The Internal Revenue Service recently issued proposed regulations pertaining to required minimum distributions from qualified retirement plans, individual retirement accounts (IRAs), certain nonqualified retirement plans, section 403(b) annuities, custodial accounts and retirement income accounts.
Given the breadth of the new proposed regulations and the potential impact to many of our clients, we have prepared this memorandum to briefly describe the new proposed regulations and whether it may be advisable to have your retirement account distributions and beneficiary designations reviewed.
In 1987, the IRS issued proposed regulations addressing the distribution requirements for certain retirement plans and accounts. The proposed regulations were intended to address (i) distributions prior to attaining the age of mandatory distribution (generally, age 70½ years); (ii) required minimum distributions upon attaining the mandatory distribution age; and (iii) distributions in the event of the retiree’s death. These regulations were amended in 1997 to address distributions to trusts.
The 1987 proposed regulations were believed to be overly complex. Further, under the 1987 proposed regulations, a taxpayer was required to make certain irrevocable decisions upon reaching 70½ years old. These elections could often times dramatically impact the taxpayer’s required minimum distribution and the taxation of the retirement accounts after the taxpayer’s death. Although proposed 14 years ago, these regulations were never finalized, leaving taxpayers in state of uncertainty.
New Proposed Regulations
The new proposed regulations (herein referred to as the “Proposed Regulations”) are clearly a simplification of the previously complex set of distribution rules. Recognizing that financial and family circumstances could change, the Proposed Regulations generally eliminate the need to fix the amount of the distribution during the taxpayer’s lifetime based on the beneficiary designated on the required beginning date and eliminates the need to elect recalculation or no recalculation of life expectancies at the required beginning date.
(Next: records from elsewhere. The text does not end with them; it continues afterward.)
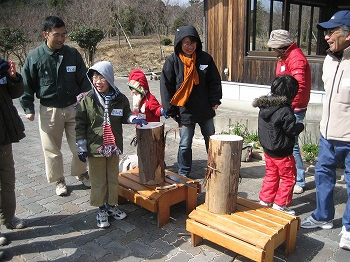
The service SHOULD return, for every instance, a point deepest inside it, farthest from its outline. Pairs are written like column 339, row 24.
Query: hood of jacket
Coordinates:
column 184, row 31
column 268, row 105
column 105, row 69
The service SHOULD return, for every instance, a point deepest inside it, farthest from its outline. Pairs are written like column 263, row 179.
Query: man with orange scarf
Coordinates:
column 190, row 88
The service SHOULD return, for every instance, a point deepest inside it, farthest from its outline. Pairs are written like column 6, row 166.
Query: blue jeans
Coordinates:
column 296, row 153
column 331, row 154
column 184, row 155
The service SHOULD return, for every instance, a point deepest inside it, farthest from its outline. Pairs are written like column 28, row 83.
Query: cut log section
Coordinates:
column 222, row 176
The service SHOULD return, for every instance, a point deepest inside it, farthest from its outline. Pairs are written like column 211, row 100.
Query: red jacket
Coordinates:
column 294, row 63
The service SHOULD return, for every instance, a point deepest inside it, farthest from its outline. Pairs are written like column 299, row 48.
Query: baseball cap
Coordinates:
column 338, row 19
column 279, row 38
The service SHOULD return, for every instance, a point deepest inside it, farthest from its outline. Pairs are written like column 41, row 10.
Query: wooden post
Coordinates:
column 150, row 153
column 222, row 176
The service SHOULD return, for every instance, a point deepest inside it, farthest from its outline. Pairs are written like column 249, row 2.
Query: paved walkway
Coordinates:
column 64, row 228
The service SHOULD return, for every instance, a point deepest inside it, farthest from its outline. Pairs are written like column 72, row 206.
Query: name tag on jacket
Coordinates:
column 117, row 112
column 71, row 69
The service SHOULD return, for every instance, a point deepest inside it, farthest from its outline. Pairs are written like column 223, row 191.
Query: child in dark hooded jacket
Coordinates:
column 277, row 129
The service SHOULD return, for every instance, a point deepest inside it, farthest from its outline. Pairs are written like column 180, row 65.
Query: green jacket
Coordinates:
column 89, row 120
column 56, row 77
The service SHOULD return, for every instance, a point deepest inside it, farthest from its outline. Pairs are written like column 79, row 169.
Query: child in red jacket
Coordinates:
column 145, row 105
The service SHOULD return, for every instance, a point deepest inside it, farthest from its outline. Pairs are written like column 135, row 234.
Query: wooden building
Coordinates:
column 233, row 29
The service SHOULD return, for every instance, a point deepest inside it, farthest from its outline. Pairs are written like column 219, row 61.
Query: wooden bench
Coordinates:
column 252, row 230
column 157, row 201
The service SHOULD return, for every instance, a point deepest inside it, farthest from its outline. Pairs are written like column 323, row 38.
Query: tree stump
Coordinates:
column 150, row 152
column 222, row 176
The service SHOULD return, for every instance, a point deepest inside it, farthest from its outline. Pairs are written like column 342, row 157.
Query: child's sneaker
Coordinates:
column 102, row 218
column 265, row 204
column 283, row 209
column 345, row 239
column 115, row 212
column 310, row 222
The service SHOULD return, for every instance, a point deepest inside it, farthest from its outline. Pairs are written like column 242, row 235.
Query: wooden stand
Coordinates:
column 253, row 231
column 157, row 201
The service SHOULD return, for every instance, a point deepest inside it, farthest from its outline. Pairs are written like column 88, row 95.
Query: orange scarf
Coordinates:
column 191, row 78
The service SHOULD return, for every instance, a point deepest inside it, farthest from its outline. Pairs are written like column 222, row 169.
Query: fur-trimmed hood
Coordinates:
column 270, row 104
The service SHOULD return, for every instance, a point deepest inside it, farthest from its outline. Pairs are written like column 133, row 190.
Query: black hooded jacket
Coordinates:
column 204, row 96
column 277, row 127
column 11, row 125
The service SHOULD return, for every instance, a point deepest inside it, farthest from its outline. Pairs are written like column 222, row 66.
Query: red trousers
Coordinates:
column 279, row 180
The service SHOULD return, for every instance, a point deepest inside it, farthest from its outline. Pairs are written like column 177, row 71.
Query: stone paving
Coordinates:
column 64, row 228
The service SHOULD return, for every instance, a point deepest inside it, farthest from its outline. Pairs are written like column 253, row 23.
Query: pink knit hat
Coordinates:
column 138, row 81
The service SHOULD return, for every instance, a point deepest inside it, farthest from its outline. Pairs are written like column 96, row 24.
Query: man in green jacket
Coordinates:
column 56, row 74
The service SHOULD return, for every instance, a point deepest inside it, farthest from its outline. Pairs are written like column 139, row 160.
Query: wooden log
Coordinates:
column 150, row 152
column 222, row 176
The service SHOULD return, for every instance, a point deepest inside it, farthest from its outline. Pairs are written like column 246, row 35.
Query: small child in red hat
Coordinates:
column 145, row 105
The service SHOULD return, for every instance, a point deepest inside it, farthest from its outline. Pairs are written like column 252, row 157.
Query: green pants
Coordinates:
column 104, row 180
column 7, row 185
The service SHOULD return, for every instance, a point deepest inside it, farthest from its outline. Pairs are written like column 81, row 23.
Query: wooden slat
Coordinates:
column 224, row 240
column 247, row 232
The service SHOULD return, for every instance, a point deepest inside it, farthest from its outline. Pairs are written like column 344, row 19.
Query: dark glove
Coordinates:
column 134, row 141
column 82, row 150
column 163, row 113
column 4, row 66
column 82, row 156
column 139, row 122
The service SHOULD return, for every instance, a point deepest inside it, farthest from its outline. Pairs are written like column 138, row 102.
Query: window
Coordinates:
column 299, row 19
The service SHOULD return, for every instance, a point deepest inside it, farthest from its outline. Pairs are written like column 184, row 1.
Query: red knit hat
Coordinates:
column 138, row 81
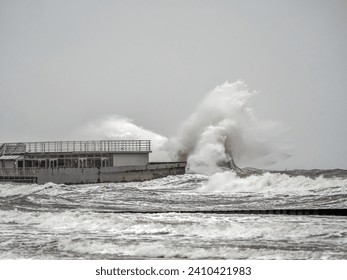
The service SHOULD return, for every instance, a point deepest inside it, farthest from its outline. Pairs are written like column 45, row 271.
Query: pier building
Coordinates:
column 72, row 162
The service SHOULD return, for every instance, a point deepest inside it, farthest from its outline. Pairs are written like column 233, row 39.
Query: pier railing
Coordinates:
column 19, row 172
column 76, row 146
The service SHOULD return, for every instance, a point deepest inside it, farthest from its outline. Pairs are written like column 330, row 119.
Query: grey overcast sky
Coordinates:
column 65, row 63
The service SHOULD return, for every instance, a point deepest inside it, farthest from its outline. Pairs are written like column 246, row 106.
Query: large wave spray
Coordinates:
column 225, row 128
column 122, row 128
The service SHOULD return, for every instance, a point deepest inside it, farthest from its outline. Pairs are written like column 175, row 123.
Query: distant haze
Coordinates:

For lifetime required distributions, the Proposed Regulations adopt a calculation method using the so-called minimum distribution incidental benefit (MDIB) divisor table, except where the beneficiary is the taxpayer’s spouse and the spouse is more than 10 years younger than the taxpayer. The MDIB table is based on the joint life expectancies of an individual and a survivor 10 years younger at each age beginning at age 70. Using the MDIB table, most taxpayers will be able to determine their required minimum distribution for each year based on nothing more than their current age and their account balance as of the end of the prior year (which IRA trustees report annually to IRA owners). For the majority of taxpayers, required minimum distributions will be reduced as a result of this change.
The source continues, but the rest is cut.